Проснувшись ночью, я понял, что совсем забыл о Часовщиковой. Она-то где родилась? Не в тех ли краях, что и Горбаш с Прохоренковым?
Глава 13
При проверке анкетных данных Часовщиковой оказалось, что зовут ее Сара Соломоновна.
– На заводе все ее называют Светланой Сергеевной, – сказал я.
– Немудрено, – ответил Клементьев. – Если бы ты переехал в Израиль, то наверняка представлялся бы каким-нибудь Аароном, а не Андреем. Представь, как у нас отнесутся к женщине по имени Сара. Все же будет спрашивать: «Сара, где твой Абрам?» Проще Светланой быть, а Сарой только среди соплеменников называться.
– Часовщикова родилась в 1929 году, в Одессе. Она одногодка Горбаша и на два года моложе Прохоренкова. Паспорт ей выдали на основании справки об освобождении в 1977 году. Наказание отбывала в местах лишения свободы Красноярского края.
– Дай-ка взгляну!
Клементьев забрал у меня листочек с выписанными данными, ткнул пальцем в конец списка:
– Если я не ошибаюсь, она освободилась из колонии-поселения. Надо бы запросить ее личное дело из колонии.
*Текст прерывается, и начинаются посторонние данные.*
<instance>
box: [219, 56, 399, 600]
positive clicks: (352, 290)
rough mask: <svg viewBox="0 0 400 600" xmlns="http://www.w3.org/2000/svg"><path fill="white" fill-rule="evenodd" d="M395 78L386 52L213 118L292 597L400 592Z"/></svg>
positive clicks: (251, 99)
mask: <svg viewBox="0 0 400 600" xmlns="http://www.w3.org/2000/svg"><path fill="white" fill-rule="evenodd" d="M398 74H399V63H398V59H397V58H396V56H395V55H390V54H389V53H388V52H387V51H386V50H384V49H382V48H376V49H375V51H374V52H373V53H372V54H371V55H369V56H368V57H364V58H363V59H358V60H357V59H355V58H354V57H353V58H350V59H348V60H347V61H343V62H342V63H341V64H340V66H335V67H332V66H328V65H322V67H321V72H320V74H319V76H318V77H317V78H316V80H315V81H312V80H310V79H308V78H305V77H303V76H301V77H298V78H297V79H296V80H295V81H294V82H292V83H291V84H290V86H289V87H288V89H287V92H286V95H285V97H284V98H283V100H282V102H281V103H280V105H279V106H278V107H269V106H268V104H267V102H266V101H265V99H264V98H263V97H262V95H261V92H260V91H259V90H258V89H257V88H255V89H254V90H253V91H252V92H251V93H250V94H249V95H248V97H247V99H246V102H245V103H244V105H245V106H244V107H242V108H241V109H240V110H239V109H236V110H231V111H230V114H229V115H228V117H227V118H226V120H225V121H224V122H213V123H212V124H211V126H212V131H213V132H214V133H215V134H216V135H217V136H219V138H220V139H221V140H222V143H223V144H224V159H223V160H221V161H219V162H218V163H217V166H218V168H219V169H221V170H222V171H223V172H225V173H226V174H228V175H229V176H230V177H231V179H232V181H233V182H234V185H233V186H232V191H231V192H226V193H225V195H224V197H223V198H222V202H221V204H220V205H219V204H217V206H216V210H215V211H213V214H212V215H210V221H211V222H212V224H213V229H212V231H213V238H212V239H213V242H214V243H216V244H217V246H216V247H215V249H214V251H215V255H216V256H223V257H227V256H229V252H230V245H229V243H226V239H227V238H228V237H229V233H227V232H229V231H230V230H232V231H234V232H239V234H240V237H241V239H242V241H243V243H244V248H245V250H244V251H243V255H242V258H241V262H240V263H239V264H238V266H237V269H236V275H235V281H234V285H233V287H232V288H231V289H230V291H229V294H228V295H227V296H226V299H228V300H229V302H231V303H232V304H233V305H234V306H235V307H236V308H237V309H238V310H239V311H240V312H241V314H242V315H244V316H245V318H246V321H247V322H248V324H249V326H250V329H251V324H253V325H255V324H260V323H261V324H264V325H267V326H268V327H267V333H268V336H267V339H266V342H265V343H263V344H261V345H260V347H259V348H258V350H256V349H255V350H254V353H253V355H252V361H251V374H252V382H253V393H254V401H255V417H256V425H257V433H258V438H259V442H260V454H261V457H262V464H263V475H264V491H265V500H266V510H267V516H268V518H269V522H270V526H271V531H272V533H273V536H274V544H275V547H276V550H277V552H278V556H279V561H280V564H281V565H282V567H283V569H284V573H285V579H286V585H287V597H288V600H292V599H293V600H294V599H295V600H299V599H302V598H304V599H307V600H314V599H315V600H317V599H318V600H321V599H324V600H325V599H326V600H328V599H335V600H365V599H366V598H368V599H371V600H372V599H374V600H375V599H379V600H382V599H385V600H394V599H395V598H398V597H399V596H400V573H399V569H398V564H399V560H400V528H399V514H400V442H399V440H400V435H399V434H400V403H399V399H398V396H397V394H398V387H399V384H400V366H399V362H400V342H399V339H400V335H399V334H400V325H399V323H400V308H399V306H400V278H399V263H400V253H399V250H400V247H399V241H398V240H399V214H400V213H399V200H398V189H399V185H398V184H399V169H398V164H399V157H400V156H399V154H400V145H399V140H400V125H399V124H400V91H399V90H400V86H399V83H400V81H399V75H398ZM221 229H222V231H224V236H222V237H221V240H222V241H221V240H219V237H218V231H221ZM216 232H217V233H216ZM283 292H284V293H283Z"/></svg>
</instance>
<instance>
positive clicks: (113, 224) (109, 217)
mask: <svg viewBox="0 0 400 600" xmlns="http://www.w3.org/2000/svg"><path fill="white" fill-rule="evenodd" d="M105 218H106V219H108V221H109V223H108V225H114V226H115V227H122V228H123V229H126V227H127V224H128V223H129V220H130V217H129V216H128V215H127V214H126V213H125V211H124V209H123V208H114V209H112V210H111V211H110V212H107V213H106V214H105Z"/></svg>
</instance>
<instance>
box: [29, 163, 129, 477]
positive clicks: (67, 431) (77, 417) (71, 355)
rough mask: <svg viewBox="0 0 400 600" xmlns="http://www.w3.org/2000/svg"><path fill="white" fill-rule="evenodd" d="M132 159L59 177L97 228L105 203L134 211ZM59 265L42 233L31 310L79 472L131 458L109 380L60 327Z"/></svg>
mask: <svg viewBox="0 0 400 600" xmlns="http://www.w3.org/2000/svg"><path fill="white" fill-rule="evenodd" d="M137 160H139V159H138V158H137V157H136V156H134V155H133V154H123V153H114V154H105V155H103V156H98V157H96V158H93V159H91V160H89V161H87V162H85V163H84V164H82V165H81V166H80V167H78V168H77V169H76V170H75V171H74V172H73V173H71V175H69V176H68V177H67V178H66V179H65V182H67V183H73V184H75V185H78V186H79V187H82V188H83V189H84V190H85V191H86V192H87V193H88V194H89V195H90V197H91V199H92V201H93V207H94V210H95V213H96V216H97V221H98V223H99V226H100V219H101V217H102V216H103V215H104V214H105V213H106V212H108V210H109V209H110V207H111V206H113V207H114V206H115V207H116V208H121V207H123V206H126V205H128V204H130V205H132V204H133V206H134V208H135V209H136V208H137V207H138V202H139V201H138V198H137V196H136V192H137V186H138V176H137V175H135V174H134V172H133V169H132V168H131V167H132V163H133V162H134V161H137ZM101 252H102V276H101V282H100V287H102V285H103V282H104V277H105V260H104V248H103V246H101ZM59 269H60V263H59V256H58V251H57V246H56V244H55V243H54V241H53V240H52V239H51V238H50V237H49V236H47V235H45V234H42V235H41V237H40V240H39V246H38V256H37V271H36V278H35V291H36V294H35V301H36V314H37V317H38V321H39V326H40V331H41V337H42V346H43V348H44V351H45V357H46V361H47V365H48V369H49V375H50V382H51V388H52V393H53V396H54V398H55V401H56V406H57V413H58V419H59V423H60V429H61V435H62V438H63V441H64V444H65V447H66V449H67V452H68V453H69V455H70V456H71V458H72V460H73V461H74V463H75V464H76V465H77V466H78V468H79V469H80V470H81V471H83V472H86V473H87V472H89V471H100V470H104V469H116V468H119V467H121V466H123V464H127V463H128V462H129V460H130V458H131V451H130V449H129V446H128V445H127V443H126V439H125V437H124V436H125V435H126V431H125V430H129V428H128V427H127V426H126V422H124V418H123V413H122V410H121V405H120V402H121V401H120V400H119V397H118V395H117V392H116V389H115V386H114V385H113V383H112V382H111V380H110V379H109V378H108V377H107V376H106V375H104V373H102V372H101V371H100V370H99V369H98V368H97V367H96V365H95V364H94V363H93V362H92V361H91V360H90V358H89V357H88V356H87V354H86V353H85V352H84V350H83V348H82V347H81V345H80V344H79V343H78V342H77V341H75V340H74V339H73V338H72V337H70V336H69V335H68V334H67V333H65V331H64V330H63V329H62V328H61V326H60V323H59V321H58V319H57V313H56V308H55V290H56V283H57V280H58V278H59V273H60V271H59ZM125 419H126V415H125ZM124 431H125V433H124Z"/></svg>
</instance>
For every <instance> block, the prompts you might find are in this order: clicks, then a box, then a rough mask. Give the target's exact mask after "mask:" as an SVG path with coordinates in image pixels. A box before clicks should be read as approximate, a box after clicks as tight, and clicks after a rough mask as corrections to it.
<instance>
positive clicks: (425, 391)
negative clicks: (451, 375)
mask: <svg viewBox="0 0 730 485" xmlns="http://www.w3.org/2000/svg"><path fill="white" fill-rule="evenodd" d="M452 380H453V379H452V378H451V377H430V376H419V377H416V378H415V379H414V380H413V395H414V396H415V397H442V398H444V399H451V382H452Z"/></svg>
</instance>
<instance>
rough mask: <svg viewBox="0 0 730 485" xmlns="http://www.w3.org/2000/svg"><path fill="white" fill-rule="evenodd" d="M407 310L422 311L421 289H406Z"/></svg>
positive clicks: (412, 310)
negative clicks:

– Они нам его выдадут? – не поверил я.
– Спецсвязью вышлют, если не утеряли. Я не помню, какой срок хранения личных дел осужденных, но не удивлюсь, если они архивное дело сожгли в ближайшей котельной. Подготовь запрос от имени начальника областного УВД. Я подпишу и отдам в фельдкурьерскую службу.
Клементьев вновь посмотрел на мои выписки.
– Фамилия у нее, скорее всего, по мужу. Папаша ее ассимилироваться с русско-украинским населением не желал, вот и назвал дочь традиционным именем. Если женщину зовут Сара, то родилась она явно не Часовщиковой. Кстати, ты не проверил ее трудовую книжку? Она же у вас на заводе хранится?